Sunday, May 22, 2016

Wife gets backlash for her desire to look good for her husband

If you want to be controversial about relationships today, just say something with common sense.  That's what blogger Amanda Lauren did when she wrote the following article about making a commitment to look good for her husband.  While it was surprising to hear someone include that commitment in their marriage vows, I found her approach in her post quite reasonable, understanding, and wise!  However, she got so much backlash that it warranted a article about all the negative press she got!

Well, to credit her, and to share her wisdom (at a young age I might add), I have posted her article below.  You can see the original here, as well as the comments, some of which may require a bath afterwards to clean off from your memory.

Staying Hot for My Husband is ESSENTIAL to a Successful Marriage

by Amanda Lauren 

They say "Happy wife, happy life," but I'm happiest when my husband is happy.
My husband and I probably have a more traditional marriage than most millennials. If I'm there when my husband gets home from work, I love to make him his favorite cocktail (it's kind of Mad Men, but it works for us). Sunday is my night to cook dinner. But one of the most important things I do to make him happy is to be the woman of both his fantasies and reality.

When we were married a few weeks ago in front of our families, friends and a Rabbi, I vowed to stay hot for my husband.

Before you label me anti-feminist or old-fashioned, please understand that when I look good I feel more confident in myself. Feeling good ultimately allows me to be a better, happier and more considerate partner.

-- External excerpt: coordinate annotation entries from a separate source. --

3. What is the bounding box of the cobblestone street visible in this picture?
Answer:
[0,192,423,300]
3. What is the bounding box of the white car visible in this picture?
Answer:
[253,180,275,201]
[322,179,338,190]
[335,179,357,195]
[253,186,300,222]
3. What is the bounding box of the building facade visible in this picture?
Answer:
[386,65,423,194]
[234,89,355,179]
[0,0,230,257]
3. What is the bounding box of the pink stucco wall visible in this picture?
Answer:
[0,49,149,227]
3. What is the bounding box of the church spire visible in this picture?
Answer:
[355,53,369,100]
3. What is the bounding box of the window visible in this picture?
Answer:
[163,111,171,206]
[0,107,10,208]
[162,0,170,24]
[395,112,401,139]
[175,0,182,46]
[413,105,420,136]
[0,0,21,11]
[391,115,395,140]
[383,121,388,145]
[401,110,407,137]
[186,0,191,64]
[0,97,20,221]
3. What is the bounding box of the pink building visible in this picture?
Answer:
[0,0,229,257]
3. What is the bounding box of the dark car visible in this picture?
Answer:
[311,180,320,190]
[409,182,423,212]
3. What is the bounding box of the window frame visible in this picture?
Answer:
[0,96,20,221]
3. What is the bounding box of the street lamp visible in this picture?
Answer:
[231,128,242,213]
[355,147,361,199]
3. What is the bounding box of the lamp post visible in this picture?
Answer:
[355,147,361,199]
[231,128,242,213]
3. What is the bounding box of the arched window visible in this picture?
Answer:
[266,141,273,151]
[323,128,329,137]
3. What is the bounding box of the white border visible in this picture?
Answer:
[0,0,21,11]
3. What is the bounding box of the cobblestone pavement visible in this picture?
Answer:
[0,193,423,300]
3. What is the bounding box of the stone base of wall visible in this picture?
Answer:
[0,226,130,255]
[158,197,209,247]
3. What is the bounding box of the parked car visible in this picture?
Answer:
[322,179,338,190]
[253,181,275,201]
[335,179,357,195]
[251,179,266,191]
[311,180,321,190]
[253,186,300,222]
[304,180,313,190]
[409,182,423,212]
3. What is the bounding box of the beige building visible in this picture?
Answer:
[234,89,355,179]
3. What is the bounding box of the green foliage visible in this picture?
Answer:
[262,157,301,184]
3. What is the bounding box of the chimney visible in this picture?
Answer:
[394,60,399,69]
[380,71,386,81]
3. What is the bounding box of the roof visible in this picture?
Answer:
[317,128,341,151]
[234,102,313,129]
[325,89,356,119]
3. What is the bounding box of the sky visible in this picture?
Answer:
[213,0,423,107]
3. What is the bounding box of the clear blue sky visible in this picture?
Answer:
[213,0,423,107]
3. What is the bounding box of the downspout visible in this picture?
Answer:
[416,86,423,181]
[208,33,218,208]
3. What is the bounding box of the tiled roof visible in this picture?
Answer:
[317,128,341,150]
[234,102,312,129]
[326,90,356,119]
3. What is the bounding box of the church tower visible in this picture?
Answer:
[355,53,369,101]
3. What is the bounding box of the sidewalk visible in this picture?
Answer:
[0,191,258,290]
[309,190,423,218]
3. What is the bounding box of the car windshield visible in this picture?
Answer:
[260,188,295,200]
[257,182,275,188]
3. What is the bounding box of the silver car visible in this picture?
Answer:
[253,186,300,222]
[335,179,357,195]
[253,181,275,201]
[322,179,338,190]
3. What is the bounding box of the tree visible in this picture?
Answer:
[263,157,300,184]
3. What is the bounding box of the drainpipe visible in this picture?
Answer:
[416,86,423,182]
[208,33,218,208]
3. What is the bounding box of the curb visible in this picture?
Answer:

I see the look on my husband's face when I come out of the bathroom, ready for a night out, or the way he checks out my butt on the way to Pilates class. Having an attractive wife makes him happy. They say "Happy wife, happy life," but I'm happiest when my husband is happy.

According to April Masini, a New York-based relationship and etiquette expert and author, it's incredibly important for women to maintain their looks. She says, "There's no question about it: men are visual — at all ages — and they want you to look attractive, and they want their friends to be jealous."

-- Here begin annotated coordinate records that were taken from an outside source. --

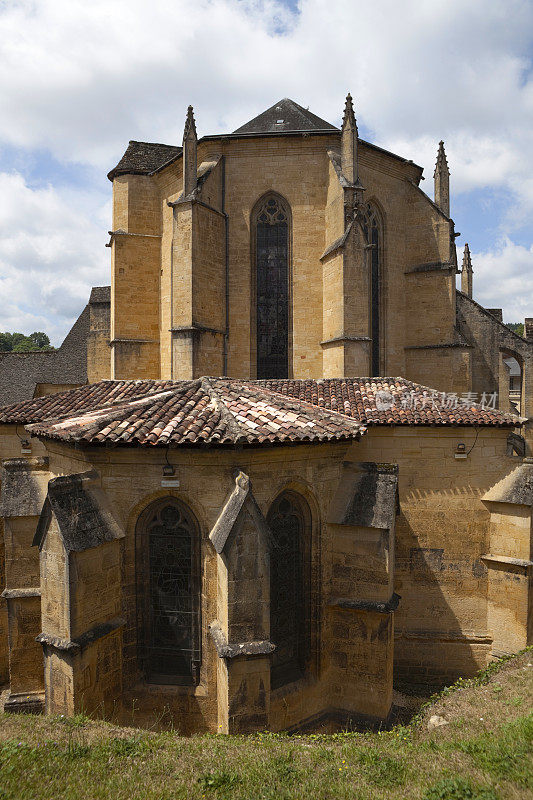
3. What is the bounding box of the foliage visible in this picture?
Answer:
[0,331,54,353]
[506,322,524,336]
[0,648,533,800]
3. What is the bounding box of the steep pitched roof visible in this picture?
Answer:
[107,140,183,181]
[0,306,89,405]
[89,286,111,305]
[233,97,338,134]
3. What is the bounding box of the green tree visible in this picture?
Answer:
[507,322,524,336]
[28,331,50,350]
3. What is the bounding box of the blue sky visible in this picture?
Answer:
[0,0,533,344]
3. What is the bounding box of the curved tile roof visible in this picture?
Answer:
[257,378,520,426]
[19,378,364,446]
[0,378,520,446]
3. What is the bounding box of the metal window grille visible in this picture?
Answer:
[268,492,311,689]
[137,497,201,684]
[255,195,289,378]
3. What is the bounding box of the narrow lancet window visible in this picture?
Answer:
[267,492,311,689]
[255,195,289,378]
[137,497,200,684]
[362,203,381,377]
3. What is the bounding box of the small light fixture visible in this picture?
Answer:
[161,448,180,489]
[455,442,468,458]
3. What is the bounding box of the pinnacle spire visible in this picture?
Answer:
[183,106,197,141]
[342,92,357,132]
[433,139,450,217]
[341,92,359,185]
[183,106,198,197]
[461,242,474,297]
[463,242,474,272]
[433,139,450,177]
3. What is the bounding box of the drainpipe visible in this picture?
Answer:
[222,156,229,375]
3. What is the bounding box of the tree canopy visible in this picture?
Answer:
[0,331,54,353]
[507,322,524,336]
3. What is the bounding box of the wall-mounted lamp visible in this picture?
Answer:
[454,442,468,458]
[161,456,180,489]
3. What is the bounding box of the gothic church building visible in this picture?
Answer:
[0,95,533,733]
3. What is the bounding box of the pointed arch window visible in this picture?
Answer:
[267,492,311,689]
[252,194,290,378]
[361,203,381,376]
[136,497,200,685]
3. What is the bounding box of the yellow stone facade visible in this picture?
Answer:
[0,95,533,734]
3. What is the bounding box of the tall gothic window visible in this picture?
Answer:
[267,492,311,689]
[136,497,200,684]
[362,203,381,376]
[254,194,289,378]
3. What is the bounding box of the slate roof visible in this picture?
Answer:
[0,306,89,405]
[0,378,520,447]
[233,97,339,134]
[107,140,183,181]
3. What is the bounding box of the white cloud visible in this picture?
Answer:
[0,173,109,345]
[0,0,533,330]
[458,236,533,322]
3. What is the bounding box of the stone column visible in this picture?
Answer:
[1,458,49,712]
[481,457,533,656]
[209,472,274,734]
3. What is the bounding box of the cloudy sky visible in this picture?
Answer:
[0,0,533,344]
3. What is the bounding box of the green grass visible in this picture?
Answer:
[0,651,533,800]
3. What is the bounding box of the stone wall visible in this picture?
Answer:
[30,418,516,733]
[107,134,458,382]
[349,426,519,683]
[0,425,45,685]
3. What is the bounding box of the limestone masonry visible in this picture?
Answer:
[0,95,533,733]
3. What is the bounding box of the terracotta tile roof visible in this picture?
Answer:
[17,378,364,446]
[256,378,520,427]
[0,378,519,446]
[0,380,174,425]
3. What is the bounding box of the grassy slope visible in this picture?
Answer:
[0,648,533,800]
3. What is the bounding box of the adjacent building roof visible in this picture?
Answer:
[107,141,183,181]
[0,378,520,447]
[0,306,89,405]
[89,286,111,305]
[0,286,111,406]
[233,97,339,134]
[107,97,422,181]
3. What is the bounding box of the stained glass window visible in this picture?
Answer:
[267,492,310,689]
[255,195,289,378]
[137,497,200,684]
[363,203,381,376]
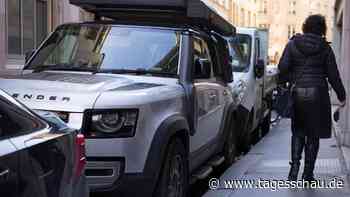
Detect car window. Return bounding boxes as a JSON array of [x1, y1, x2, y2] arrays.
[[193, 37, 214, 77], [27, 25, 180, 75], [0, 95, 45, 139], [230, 34, 252, 72]]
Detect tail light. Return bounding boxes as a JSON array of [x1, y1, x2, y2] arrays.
[[75, 134, 86, 177]]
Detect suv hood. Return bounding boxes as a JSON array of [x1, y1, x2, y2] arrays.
[[0, 71, 176, 112]]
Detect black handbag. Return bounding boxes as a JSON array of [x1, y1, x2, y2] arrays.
[[280, 50, 308, 119], [280, 83, 296, 118]]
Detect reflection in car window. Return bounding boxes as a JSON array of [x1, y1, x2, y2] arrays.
[[0, 95, 45, 139], [193, 37, 214, 77], [230, 34, 252, 72], [27, 24, 180, 74]]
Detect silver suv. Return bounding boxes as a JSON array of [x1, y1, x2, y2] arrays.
[[0, 1, 236, 196]]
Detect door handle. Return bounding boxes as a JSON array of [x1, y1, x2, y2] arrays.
[[0, 169, 10, 180], [209, 94, 216, 100]]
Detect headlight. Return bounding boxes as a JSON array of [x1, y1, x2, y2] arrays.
[[83, 109, 138, 138], [236, 80, 247, 103]]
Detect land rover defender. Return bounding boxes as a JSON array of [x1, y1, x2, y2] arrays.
[[0, 0, 236, 196]]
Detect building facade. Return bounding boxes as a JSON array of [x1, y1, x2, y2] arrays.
[[333, 0, 350, 147], [0, 0, 82, 73], [257, 0, 334, 64]]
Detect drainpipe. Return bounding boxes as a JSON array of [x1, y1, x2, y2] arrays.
[[340, 0, 350, 146]]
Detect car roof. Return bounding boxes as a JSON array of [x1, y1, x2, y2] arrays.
[[237, 27, 258, 35]]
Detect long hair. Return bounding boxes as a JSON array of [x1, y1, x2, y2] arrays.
[[303, 14, 327, 37]]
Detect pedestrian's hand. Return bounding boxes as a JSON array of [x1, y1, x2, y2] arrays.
[[340, 101, 346, 108]]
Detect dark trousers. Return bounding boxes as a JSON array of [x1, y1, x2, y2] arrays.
[[288, 135, 320, 180]]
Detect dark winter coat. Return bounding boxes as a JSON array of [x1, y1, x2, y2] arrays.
[[278, 34, 346, 138]]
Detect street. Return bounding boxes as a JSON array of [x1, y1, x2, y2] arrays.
[[204, 120, 350, 197]]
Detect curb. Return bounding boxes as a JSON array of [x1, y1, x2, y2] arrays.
[[333, 122, 350, 189]]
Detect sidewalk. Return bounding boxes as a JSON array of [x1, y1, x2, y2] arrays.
[[204, 120, 350, 197]]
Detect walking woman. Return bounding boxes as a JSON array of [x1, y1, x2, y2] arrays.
[[278, 15, 346, 181]]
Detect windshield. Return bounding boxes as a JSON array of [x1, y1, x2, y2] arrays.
[[26, 24, 180, 75], [230, 34, 252, 72]]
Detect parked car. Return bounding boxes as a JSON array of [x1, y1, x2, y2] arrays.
[[0, 91, 89, 197], [0, 0, 236, 197], [228, 28, 277, 152]]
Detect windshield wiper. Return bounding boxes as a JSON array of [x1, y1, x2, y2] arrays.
[[95, 69, 177, 77], [33, 64, 97, 72]]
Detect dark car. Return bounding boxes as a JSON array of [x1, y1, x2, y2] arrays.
[[0, 91, 89, 197]]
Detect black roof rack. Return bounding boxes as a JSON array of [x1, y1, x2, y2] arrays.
[[70, 0, 235, 36]]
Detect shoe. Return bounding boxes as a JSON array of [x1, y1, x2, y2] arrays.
[[302, 138, 320, 181], [288, 136, 305, 181]]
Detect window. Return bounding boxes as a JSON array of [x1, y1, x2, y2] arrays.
[[0, 95, 45, 139], [255, 38, 261, 63], [230, 34, 252, 72], [288, 25, 296, 39], [241, 8, 245, 27], [193, 37, 214, 77], [7, 0, 47, 56], [289, 0, 297, 15], [28, 25, 180, 76]]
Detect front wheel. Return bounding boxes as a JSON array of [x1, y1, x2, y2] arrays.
[[261, 110, 271, 136], [223, 120, 237, 168], [155, 139, 189, 197]]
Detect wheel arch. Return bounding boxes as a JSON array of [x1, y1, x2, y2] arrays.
[[143, 115, 190, 190]]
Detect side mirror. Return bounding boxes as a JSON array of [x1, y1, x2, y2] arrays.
[[254, 59, 265, 78], [24, 49, 35, 63], [194, 58, 211, 79]]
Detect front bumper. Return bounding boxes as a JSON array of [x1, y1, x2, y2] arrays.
[[85, 157, 125, 190], [85, 158, 156, 196]]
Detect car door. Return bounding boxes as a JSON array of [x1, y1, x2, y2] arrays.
[[0, 138, 18, 197], [0, 92, 74, 197], [254, 37, 264, 128], [190, 36, 225, 152]]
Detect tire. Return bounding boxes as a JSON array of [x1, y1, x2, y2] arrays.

If men can't help but be visual creatures, I need to oblige. And while I'm not sure if his friends are jealous so to say, they do acknowledge he has a hot wife.

While I'm aware you can't deny the inevitable process of aging, both Masini and I agree that being young and being attractive aren't mutually exclusive.

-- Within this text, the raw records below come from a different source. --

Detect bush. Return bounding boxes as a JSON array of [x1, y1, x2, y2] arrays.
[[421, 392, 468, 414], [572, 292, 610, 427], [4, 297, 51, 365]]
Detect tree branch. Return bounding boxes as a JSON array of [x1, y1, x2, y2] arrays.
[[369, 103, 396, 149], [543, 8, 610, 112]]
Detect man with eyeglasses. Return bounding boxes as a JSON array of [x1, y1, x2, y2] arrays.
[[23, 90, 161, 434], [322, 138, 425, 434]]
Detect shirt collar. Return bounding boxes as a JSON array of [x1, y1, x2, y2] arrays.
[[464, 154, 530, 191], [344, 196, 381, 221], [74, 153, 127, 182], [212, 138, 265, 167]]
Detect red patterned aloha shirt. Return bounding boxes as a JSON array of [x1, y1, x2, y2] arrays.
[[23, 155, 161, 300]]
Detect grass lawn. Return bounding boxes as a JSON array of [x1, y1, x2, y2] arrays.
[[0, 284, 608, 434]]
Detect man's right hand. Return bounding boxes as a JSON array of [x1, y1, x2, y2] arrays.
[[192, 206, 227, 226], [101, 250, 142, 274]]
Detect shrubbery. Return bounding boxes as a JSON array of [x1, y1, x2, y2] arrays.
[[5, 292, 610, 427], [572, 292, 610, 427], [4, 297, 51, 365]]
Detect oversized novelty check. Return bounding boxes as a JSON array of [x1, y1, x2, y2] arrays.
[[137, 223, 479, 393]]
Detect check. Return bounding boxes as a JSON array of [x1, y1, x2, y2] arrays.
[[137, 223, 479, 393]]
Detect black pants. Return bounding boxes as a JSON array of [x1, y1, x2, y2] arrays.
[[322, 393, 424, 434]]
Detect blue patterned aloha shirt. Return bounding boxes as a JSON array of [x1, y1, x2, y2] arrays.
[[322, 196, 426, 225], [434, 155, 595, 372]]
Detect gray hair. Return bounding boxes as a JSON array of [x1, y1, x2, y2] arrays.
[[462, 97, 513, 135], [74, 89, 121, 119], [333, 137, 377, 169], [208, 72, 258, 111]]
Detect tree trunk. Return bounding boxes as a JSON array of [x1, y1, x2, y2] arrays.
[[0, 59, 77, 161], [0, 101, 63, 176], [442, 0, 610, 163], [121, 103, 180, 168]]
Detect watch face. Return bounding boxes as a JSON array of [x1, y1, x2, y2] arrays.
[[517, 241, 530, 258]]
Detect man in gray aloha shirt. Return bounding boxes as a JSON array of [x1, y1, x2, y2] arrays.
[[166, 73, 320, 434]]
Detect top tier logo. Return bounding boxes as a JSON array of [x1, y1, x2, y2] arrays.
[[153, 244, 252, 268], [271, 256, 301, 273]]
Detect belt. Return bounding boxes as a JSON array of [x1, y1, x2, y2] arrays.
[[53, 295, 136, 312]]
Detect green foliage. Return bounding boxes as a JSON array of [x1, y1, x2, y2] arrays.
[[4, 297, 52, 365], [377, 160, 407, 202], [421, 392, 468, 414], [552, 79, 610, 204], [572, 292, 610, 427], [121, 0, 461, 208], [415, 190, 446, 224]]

"You can find beauty in convention or you can find beauty in creation. People age and the way they look in a bikini changes. But the way they conduct themselves, carry themselves and comport themselves can create a sizzle hotter than a thong," she says. It's all about working with what you have.

Some of the most attractive women in Hollywood aren't in their 20s. Take Julianne Moore, for example. She's 55 and one of the prettiest women on the planet. I actually think she looks better as she ages. Helen Mirren is 70 years old and still pretty hot.

If you've watched Grace and Frankie, you've seen how great Jane Fonda looks. The woman is nearly 80 years old! And it's not just actresses. Gloria Steinem, of all women, is also 80 and in better shape than many women a quarter of her age.

I've always wondered why so many women let themselves go in relationships. When I was single, I spent so much time and energy trying to look pretty. While it's now nice to know I can go to the supermarket and gym without makeup, when I accompany my husband somewhere, it's a different story.

I know that when you get married — and especially when you have kids — your priorities change and you only have so much time for yourself. Plus, not every woman looks like Kim Kardashian when she gets out of bed in the morning (myself included), but we can all try to look our best.

It's not even about having a face full of makeup, frizzless hair, or meeting society's standards — it's about meeting your own. Masini sees looking good and feeling good as a cycle: "You become what you are (and you are what you become), so the more you work at looking hot, the hotter you'll feel."

Frankly, even if you don't have a partner, we all feel better when we look good. Making ourselves look better on the outside can affect how we feel on the inside.

The decline of your physical appearance can also reflect your relationship. You stop caring. According to Masini, "You let yourself go, it's not just about what you look like on the outside — you've let the sizzle fizzle and the spark cool."

Everyone knows what they need to do to make their partner happy. If you're attentive to your partner's wants and needs, then they will be attentive to yours. Everyone has 24 hours a day, and while I personally can't vacuum and apply eyeliner at the same time, my husband understands why a $400 iRobot Roomba does more than just vacuum.

It's impossible to meet every single one of your partner's needs all of the time, but if you stop trying then you aren't holding up your end of the relationship. And all of that starts to trickle down to the one thing every relationship needs, which is sex.

While sex can't make a marriage, it can break it. Having that physical, intimate connection is very important. Sex should be mutually enjoyable for both parties. You should want to have sex with your partner. And if my husband wasn't turned on by me, we couldn't have that essential intimacy.

So while my vow to stay hot seems superficial, it really isn't.

All relationships require work, and working on myself is doing the work I need to do for the sake of my relationship. Even if I'm running 15 minutes behind on date night because my hair isn't straightening, my husband can't complain if he's swooning over me.